Search code examples
rlistfor-loopdplyrfilter

Paste string from list into dplyr filter inside for loop in R


I'm trying to create a loop that outputs a descriptive table for me for different combinations of variables in order to compare their distribution. I've figured out how to iterate through my list and pass the variable into a group_by() statement, but this fails in the filter() statement. Does anyone have an idea of how to do this?

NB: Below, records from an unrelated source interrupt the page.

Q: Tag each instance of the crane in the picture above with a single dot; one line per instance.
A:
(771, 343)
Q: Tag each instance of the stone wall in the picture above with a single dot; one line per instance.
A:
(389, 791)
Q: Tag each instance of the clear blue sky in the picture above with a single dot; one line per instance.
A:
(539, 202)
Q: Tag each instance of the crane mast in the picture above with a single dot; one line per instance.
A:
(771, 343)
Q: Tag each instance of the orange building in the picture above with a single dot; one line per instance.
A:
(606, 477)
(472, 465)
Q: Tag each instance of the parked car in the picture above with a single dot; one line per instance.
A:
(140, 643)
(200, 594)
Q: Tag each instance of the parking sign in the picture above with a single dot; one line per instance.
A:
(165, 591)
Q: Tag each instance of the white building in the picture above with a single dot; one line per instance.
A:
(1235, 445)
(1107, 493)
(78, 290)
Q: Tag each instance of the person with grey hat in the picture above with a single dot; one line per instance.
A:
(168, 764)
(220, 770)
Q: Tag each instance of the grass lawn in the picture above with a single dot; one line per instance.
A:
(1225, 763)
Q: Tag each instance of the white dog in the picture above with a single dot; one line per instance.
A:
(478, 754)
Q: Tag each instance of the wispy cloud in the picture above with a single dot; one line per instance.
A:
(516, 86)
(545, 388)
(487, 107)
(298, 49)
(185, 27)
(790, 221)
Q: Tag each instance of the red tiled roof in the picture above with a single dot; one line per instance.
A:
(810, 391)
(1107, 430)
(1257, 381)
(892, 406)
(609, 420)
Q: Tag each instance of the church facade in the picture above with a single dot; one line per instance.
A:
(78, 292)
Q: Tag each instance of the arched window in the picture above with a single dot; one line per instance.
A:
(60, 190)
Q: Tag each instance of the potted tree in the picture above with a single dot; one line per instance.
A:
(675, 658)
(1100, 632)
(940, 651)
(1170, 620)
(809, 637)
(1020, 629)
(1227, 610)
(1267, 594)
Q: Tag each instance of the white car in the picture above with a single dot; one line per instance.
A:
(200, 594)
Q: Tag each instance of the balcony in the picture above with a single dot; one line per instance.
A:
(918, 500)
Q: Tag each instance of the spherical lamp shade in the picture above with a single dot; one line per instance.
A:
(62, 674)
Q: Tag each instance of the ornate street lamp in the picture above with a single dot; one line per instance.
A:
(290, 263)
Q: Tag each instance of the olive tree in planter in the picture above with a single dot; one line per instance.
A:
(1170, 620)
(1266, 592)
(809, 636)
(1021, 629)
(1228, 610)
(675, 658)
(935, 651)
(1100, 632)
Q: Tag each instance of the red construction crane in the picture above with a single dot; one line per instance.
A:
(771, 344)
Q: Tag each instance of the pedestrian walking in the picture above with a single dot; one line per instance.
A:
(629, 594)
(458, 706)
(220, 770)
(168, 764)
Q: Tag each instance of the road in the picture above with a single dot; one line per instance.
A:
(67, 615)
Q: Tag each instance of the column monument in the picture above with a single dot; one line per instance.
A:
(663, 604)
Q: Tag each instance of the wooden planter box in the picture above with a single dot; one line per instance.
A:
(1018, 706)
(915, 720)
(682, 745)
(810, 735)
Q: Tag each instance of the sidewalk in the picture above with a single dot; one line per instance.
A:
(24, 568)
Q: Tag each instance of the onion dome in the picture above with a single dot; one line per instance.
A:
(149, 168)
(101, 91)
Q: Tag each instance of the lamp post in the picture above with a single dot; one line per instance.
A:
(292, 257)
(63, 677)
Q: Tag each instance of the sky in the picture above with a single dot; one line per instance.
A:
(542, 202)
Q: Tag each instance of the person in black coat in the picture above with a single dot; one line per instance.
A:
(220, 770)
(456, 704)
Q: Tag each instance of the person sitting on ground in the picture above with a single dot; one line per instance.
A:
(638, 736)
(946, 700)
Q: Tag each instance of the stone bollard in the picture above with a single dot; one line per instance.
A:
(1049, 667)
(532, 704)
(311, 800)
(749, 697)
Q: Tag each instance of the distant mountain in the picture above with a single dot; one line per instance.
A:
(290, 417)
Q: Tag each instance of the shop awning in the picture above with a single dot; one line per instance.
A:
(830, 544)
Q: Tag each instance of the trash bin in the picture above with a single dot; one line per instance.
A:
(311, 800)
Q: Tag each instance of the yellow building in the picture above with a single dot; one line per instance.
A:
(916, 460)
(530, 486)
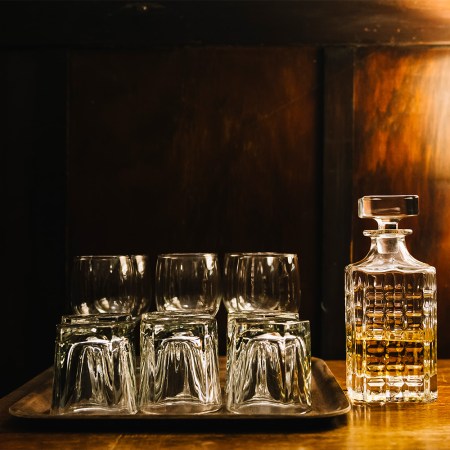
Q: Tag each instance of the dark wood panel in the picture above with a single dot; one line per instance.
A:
(32, 142)
(337, 194)
(402, 111)
(196, 150)
(222, 22)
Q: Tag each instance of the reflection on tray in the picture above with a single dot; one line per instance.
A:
(328, 400)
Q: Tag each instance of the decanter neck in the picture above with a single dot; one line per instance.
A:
(388, 241)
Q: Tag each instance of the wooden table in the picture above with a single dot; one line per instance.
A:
(392, 426)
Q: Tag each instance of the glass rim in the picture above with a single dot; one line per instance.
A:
(186, 255)
(104, 257)
(268, 254)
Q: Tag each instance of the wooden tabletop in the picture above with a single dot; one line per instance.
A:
(400, 426)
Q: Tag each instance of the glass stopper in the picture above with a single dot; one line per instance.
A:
(388, 210)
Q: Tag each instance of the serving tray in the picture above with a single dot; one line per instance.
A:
(328, 400)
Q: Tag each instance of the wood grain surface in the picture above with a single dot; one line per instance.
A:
(402, 426)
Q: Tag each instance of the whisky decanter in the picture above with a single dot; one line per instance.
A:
(390, 312)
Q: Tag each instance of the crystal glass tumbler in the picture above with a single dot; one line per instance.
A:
(179, 364)
(263, 282)
(103, 284)
(188, 282)
(95, 365)
(269, 364)
(142, 286)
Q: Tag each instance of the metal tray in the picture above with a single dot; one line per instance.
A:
(328, 400)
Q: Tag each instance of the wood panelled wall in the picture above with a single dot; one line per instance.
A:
(197, 149)
(216, 148)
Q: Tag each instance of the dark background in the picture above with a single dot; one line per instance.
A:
(134, 127)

ID<-rep(c(1,2,3,4,5,6,7,8,9,10),10)
Black<-rep(c(0,1,0,0,0,1,1,0,1,1),10)
Asian<-rep(c(0,1,0,1,0,0,0,1,0,0),10)
Hispanic<-rep(c(1,0,0,0,1,0,0,0,1,0),10)
White<-rep(c(0,0,1,0,0,0,1,1,0,0),10)
Age1<-rep(c(0,5,43,25,31,22,17,12,59,25),10)
PTB<-rep(c(0,1,0,0,1,0,1,0,0,1, 1,0,1,1,0,1,0,1,1,0),5)
data1<-data.frame(ID, Black, Asian, Hispanic, White, Age1, PTB)

data1<-data1 %>%
  mutate(Black_Hispanic=ifelse(Black==1 & Hispanic==1, 1, 0),
         Asian_Hispanic=ifelse(Asian==1 & Hispanic==1, 1, 0),
         White_Hispanic=ifelse(White==1 & Hispanic==1, 1, 0),
         Black_Asian=ifelse(Black==1 & Asian==1, 1, 0),
         Black_White=ifelse(Black==1 & White==1, 1, 0),
         Asian_White=ifelse(Asian==1 & White==1, 1, 0))

transformed<-list()
Age<-list()

try<-data1 %>%
  dplyr::select(Black_Hispanic, Asian_Hispanic, White_Hispanic, Black_Asian, Black_White, Asian_White, 
                Black, White, Asian, Hispanic)
list_names<-names(try)

for (k in seq_along(list_names)){
  transformed[[k]]<- data1 %>%
    group_by(paste(list_names[k]), PTB) %>%
    mutate(mean_age=mean(Age1, na.rm=TRUE),
           sd_age=sd(Age1, na.rm=TRUE),
           min_age=min(Age1, na.rm=TRUE),
           max_age=max(Age1, na.rm=TRUE),
           total_n=n()) %>%
    ungroup()
  
  Age[[k]]<-transformed[[k]] %>%
    filter(paste(list_names[k])==1) %>%
    distinct(PTB, mean_age,sd_age,min_age, max_age)
}

Solution

  • You need to see the dplyr Vignettes on programming. See the section: "Loop over multiple variables". You will need to use the .data[[x]] pronoun.

    for (k in seq_along(list_names)){
       transformed[[k]]<- data1 %>%
          group_by(paste(list_names[k]), PTB) %>%
          mutate(mean_age=mean(Age1, na.rm=TRUE),
                 sd_age=sd(Age1, na.rm=TRUE),
                 min_age=min(Age1, na.rm=TRUE),
                 max_age=max(Age1, na.rm=TRUE),
                 total_n=n()) %>%
          ungroup()
       
       Age[[k]]<-transformed[[k]] %>%
          filter(.data[[ list_names[k] ]]==1) %>%
          distinct(PTB, mean_age,sd_age,min_age, max_age, Black_Hispanic, Asian_Hispanic, White_Hispanic, Black_Asian, Black_White, Asian_White, 
                   Black, White, Asian, Hispanic)
    }
    

    I added columns to ensure the filtering is working correctly. Please remove them in your production code.